You know, perusing the Internet and the rapidly diminishing other "free" media outlets, I encounter a LOT of stupidity in the world, and one of the superlative examples of stupidity is the notion that MATH and SCIENCE comprise a "universal" language... Heh.
Have you seen any raccoons playing Lotto? They're pretty damned smart, but I haven't seen any animals playing Human number games.
Hell, there's no reason whatsoever to think that Human Math and Science are Universal.
I mean, there are creatures right here on Earth who are far more organized and technically accomplished than Humans, and they never pick up a pencil.
The Insects and Arachnids, for examples, perform feats of architecture
and engineering that Humans can't even begin to replicate.
A lowly spider, for instance, can single-handedly produce a silken
compound from its abdomen that is 6 times stronger than steel, and use
it to
construct the proportionate equivalent of a 100-story building in just a
few hours. That same spider can then chemically modify its versatile
silk to trap live prey many times larger than itself. That same spider can then use its silk to manufacture para-sails and actually fly away
on the breeze.
The spider has thus mastered chemistry, architecture, hunting and
aeronautics, and done so WITHOUT Science or Math or any of the other
tedious Human
skills we associate with intelligence.
Now, imagine an alien "civilization" that functions the way spiders do. Or termites. Or ants. Or locusts.
These creatures might excel in chemistry and engineering and aeronautics
and perhaps even space travel without EVER understanding the Periodic
Table
of the Elements or Organic Chemistry or Calculus or anything else that
we associate with intelligence.
There are countless organisms on Earth alone that can spontaneously produce light
from their own bodies. There are terrestrial organisms that
can produce powerful (even lethal) electrical charges, for that matter.
There are complex life forms on this planet that can survive with ice
crystals in their bloodstreams.
And think of this — we clever Humans haven't even discovered all the life forms on Earth... At present, we have direct knowledge of only
about 10 PERCENT of the life on this planet.
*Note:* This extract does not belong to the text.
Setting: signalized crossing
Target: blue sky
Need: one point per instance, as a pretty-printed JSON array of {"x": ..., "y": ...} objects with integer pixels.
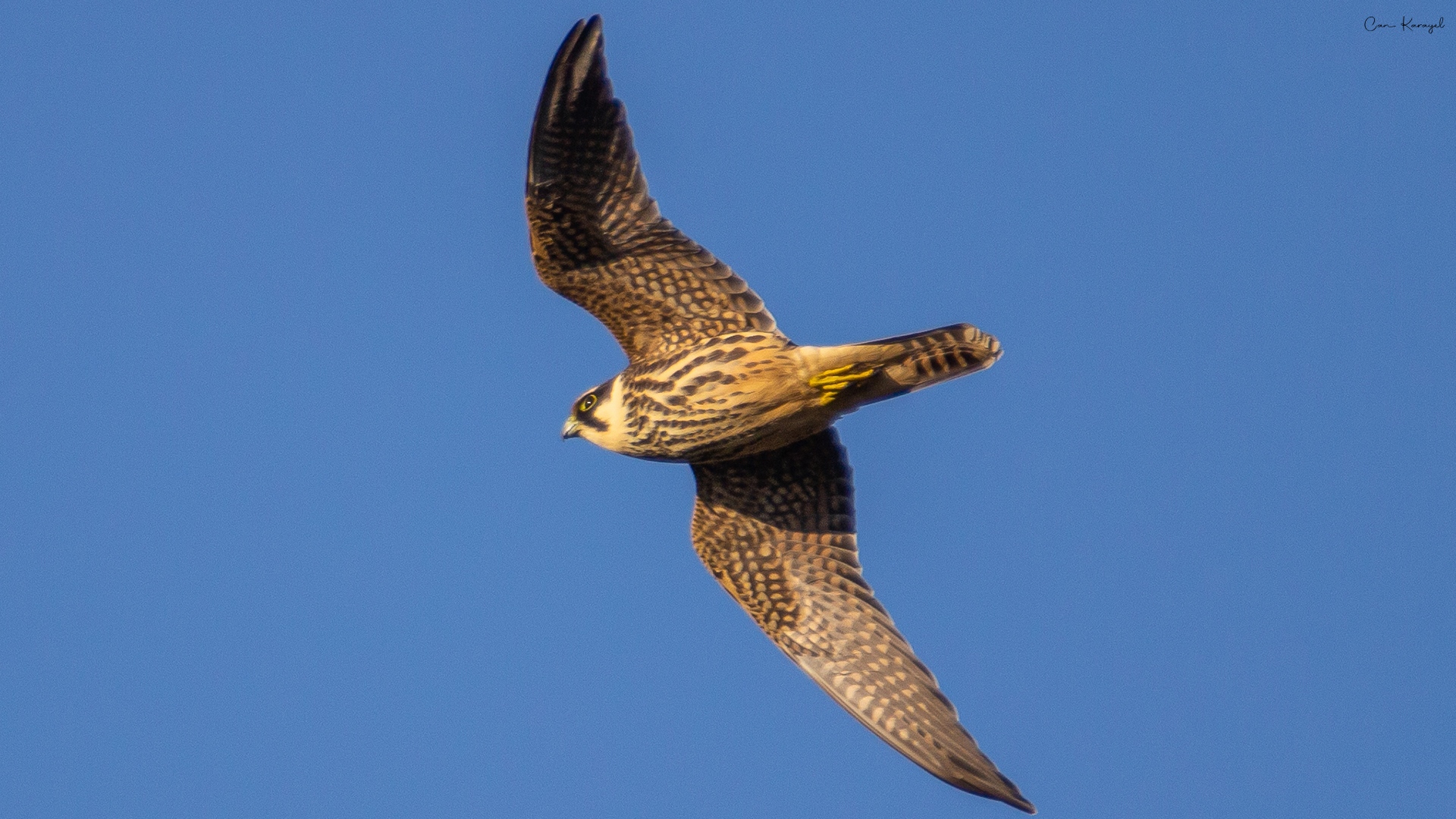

That's right, some 90% of the Life on this world is still out there in the oceans, and we don't
know anything about it.
What we do know is that all these millions of diverse life forms are NATURALLY capable of the most astonishing feats of survival without an
inkling of an idea of Human Science.
What should this tell us?
It should tell us that the great majority of Life in the Universe is capable of the most amazing feats of survival and engineering without EVER understanding Human Logic, Human Math, and Human Science. Without a doubt, there are creatures out there in the vast depth of Space that DWARF Human technology into insignificance, and they do so NATURALLY, without any sort of Science whatsoever.
Just because WE Humans are highly adaptable doesn't mean that another intelligent life form MUST necessarily
meet our adaptive expectations.
Other intelligent life forms might, indeed, SPECIALIZE in such a way as
to develop very highly advanced propulsion and other engineering
systems, but
they might be able to do so through instinct alone, with no adaptive
behavior, with no math or science.
As do spiders.
If we venture into space on a quest to locate near-human intelligence as our ultimate objective (as in Star Trek), we're going to be
very, very horribly surprised. I mean, I don't think we're mature enough as a species to be contemplating interplanetary colonization.
Ha. We need to learn how to live within our means, to live in balance with our resources on planet Earth. And, no, I'm not going to grow a beard and get fat and drunk and turn into Al Gore on you.
ALL we absolutely know for certain about LIFE is that it sort of
POPPED into existence about half-a-billion years after the Earth was
formed.
I hate to keep reminding you all, but there is no evidence that there is any Life anywhere else in the Universe. We simply have
not sampled LIFE beyond Earth. If it's out there, we don't know about it.
And that's the hard Scientific stance.
Sure, there may have been nano-bacteria on Mars three billion years ago, and there may be some sort of marine life on Europa (just give
us a worm, for Godsake), and there MAY be extremophile environments everywhere from Venus to Jupiter to Saturn to Neptune.
But we just haven't found it....yet.
Finding Life outside of Earth is like finding WMD in Iraq. Hey, we KNOW it's out there. Just haven't found any trace of it.
Hey, I think that Life Happens as an inexorable electrochemical
opportunity anywhere that it CAN happen. Everything else is necessarily
colonization
and the perpetuation of species, to be sure.